How he gets to the Cowboys at 16: He is a player that is seen as going just about anywhere from 11 to 32, so he is right in Dallas' wheelhouse. If the players that Dallas would likely have ahead of him on their board, like Aaron Donald, Anthony Barr, and Zack Martin, are all gone, that would just have the effect of increasing the chances that Shazier is still available. The 15 teams ahead of Dallas all have to make choices, too.
And he is a player the Cowboys could certainly use. Rowan Kavner at DallasCowboys.com believes the team is interested in him to challenge Bruce Carter for the Will position. Bruce Carter can use a little challenge there.

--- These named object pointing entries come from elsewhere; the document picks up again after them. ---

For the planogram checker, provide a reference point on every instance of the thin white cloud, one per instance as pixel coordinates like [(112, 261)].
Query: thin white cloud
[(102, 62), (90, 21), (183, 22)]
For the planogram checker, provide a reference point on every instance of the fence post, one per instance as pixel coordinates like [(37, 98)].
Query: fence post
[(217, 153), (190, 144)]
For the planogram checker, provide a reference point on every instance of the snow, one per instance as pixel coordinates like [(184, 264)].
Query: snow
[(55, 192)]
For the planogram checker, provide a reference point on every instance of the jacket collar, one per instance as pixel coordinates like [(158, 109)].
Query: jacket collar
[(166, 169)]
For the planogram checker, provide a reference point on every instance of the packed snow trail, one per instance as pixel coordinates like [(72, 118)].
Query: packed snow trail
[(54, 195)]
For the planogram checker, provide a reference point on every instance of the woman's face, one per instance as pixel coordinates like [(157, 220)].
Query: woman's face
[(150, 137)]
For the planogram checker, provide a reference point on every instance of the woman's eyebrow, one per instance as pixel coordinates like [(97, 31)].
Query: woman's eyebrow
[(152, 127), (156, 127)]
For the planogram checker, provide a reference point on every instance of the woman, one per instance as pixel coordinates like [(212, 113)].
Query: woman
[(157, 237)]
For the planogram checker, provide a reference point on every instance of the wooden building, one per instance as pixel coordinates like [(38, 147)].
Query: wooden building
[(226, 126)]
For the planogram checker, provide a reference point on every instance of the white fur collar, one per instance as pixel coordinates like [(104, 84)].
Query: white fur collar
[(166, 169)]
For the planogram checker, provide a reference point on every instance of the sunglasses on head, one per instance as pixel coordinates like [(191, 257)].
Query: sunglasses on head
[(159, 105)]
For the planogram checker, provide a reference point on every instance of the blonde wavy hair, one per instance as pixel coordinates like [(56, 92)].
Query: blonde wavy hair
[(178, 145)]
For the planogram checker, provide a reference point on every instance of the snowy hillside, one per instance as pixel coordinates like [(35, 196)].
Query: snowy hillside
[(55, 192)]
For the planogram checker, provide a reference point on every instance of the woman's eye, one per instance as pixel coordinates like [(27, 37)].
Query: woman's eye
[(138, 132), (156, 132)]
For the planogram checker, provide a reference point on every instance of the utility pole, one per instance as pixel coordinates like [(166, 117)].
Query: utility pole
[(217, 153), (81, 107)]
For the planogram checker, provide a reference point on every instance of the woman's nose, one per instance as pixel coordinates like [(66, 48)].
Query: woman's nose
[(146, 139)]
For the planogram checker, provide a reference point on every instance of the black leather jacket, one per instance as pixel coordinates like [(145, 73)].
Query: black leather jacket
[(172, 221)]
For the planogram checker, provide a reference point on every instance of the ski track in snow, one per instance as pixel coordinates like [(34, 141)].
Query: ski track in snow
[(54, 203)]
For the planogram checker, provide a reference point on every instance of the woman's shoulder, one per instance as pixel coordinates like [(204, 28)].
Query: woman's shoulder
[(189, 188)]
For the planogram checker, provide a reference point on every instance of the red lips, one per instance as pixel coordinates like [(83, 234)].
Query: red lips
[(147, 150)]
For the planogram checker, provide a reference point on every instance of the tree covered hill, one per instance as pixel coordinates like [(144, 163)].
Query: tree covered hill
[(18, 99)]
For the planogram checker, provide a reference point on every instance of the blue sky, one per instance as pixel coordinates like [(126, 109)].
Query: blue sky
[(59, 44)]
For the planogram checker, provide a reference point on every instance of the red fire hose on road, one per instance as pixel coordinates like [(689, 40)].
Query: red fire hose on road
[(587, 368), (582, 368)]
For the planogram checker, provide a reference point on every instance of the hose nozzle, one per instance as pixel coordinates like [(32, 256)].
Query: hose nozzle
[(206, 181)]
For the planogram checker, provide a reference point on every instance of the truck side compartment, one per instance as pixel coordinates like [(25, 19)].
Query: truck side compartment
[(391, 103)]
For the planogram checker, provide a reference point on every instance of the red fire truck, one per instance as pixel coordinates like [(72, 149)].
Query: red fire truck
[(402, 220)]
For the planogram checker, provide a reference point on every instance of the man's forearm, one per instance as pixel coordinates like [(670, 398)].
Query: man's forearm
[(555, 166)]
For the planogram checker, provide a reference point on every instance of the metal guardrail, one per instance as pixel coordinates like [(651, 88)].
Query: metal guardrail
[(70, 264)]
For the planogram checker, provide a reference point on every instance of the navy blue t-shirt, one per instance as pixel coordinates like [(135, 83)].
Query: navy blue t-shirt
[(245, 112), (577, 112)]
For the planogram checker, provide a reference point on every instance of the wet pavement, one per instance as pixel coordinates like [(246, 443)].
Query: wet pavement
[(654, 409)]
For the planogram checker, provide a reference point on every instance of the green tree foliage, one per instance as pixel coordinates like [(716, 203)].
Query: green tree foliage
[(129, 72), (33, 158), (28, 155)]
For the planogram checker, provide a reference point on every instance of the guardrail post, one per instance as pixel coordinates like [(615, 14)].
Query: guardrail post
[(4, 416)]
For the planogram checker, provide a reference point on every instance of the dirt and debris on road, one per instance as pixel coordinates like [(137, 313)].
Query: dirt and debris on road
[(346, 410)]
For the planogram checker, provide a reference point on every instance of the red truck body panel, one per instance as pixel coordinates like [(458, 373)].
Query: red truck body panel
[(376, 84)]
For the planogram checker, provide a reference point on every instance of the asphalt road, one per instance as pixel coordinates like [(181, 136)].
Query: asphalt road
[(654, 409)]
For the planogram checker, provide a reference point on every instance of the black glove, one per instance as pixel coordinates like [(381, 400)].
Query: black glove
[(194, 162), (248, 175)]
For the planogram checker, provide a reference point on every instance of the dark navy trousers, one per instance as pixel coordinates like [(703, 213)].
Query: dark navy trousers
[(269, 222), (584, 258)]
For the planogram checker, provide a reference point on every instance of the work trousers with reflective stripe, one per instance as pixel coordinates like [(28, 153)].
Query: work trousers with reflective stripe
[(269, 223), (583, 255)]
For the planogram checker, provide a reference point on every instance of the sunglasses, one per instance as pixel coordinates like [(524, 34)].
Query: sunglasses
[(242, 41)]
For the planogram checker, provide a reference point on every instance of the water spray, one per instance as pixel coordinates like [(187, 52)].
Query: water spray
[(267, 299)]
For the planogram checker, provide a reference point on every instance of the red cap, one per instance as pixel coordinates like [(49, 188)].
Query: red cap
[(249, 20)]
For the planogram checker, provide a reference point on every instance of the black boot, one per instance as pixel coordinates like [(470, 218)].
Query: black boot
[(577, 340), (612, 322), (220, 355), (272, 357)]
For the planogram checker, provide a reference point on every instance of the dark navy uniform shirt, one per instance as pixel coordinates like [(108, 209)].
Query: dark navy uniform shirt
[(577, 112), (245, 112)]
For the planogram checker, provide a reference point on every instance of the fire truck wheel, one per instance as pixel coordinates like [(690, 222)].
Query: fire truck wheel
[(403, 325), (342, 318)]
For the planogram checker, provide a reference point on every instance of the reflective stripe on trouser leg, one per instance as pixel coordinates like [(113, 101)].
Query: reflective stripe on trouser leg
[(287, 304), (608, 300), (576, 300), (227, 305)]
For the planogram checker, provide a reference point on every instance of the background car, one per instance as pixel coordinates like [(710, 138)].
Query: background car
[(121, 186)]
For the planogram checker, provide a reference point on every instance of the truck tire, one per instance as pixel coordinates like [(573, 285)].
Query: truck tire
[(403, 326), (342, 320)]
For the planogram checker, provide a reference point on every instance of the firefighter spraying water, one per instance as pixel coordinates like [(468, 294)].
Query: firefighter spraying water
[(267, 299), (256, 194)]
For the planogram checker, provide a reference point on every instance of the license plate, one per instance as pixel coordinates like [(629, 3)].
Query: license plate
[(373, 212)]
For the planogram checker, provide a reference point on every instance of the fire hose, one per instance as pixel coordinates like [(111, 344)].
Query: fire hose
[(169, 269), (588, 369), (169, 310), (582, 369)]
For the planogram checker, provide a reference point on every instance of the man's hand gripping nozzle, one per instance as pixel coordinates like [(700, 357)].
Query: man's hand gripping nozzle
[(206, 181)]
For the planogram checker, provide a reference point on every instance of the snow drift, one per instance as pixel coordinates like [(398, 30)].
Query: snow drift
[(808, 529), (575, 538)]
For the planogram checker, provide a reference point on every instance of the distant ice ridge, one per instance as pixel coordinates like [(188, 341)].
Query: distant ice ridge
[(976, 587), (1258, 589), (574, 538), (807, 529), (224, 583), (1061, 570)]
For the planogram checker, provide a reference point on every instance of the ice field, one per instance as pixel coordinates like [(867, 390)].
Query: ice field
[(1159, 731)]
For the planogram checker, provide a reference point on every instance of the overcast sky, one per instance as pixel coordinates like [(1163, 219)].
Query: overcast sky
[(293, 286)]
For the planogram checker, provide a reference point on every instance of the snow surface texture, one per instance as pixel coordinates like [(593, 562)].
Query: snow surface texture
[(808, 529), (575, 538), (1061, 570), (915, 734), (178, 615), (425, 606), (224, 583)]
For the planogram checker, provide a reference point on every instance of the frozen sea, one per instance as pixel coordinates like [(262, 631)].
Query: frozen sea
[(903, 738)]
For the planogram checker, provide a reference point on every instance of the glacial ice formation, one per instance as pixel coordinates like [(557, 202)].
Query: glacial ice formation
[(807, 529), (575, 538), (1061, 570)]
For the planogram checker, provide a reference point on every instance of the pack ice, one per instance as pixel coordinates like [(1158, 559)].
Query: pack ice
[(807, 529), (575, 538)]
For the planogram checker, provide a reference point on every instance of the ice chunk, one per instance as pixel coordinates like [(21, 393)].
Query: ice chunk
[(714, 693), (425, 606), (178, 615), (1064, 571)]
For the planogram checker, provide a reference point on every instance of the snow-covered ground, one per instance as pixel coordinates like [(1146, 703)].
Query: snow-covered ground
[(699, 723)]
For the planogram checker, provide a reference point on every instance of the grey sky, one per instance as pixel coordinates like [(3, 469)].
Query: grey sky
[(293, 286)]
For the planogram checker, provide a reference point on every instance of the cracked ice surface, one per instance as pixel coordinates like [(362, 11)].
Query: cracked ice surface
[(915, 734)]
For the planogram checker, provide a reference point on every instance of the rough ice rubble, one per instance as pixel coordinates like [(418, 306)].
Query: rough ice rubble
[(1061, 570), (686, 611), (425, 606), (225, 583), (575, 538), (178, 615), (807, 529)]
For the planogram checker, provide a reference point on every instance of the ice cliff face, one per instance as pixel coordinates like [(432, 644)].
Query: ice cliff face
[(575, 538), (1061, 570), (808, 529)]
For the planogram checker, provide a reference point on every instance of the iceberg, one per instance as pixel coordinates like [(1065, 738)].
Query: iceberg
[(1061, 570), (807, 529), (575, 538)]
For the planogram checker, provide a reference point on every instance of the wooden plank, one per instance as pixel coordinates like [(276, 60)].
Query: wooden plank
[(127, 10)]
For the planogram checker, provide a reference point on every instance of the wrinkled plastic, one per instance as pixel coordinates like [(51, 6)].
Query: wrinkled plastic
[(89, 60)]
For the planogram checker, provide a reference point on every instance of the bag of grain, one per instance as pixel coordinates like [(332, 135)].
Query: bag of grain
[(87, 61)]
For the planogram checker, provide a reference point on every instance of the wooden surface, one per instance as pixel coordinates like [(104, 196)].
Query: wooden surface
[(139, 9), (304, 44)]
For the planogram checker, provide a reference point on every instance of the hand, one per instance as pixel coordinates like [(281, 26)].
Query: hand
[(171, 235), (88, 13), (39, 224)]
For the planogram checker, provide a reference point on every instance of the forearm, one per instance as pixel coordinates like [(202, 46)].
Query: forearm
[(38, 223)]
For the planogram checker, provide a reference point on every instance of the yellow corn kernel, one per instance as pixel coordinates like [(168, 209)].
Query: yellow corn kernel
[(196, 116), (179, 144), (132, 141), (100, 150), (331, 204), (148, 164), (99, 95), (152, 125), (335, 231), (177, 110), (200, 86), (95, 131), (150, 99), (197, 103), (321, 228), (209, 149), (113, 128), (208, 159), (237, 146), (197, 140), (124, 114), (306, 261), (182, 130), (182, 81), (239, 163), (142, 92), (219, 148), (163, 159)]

Why the Cowboys should take him: Did you notice that I mentioned Bruce Carter? Beyond that, in multiple rankings Shazier comes in as the third best linebacker in the draft, behind Khalil Mack and Anthony Barr. Unlike them, he is likely to stay at linebacker because of his size, which means he may be the top OLB drafted this year.
But don't let that size make you think he can't bring it. This guy led the Big Ten in tackles last year. He is praised for his speed, quickness, agility, and smarts. And one very big thing he brings is that the team can expect him to play all three downs from the start. He will need to develop his coverage skills, but based on what I have read, he is already better at that than Carter was last year. He is very strong against the run, and he also is another way to rush the passer.
He might also be a target if the Cowboys get a partner for a trade back. As I said, he is seen as going anywhere after the first 10 or 15 selections in the draft. Trading back usually requires several possible targets to make sure there is a player the team wants when they go back on the clock, and Shazier looks to be someone who could fit that role very well.
Why Dallas should pass: First and foremost, if there is ANY defensive line prospect still available that grades out as high as Shazier, you have to go DL. And given the fact that assigning those grades is an imprecise art, it may be wise to fudge a little in favor of the big guys. Shazier is a good player, and at 20 or 25 might make us cheer as a selection, but at 16, he dang sure has to be clearly the best player left. And looking over the boards, I am not sure that is going to happen.
I do like the idea of getting him if there is a trade back, but just am uncertain about using the sixteenth pick on him. But drafts just have a way of surprising us. And truthfully, I think I could get used to the idea of him wearing the Star.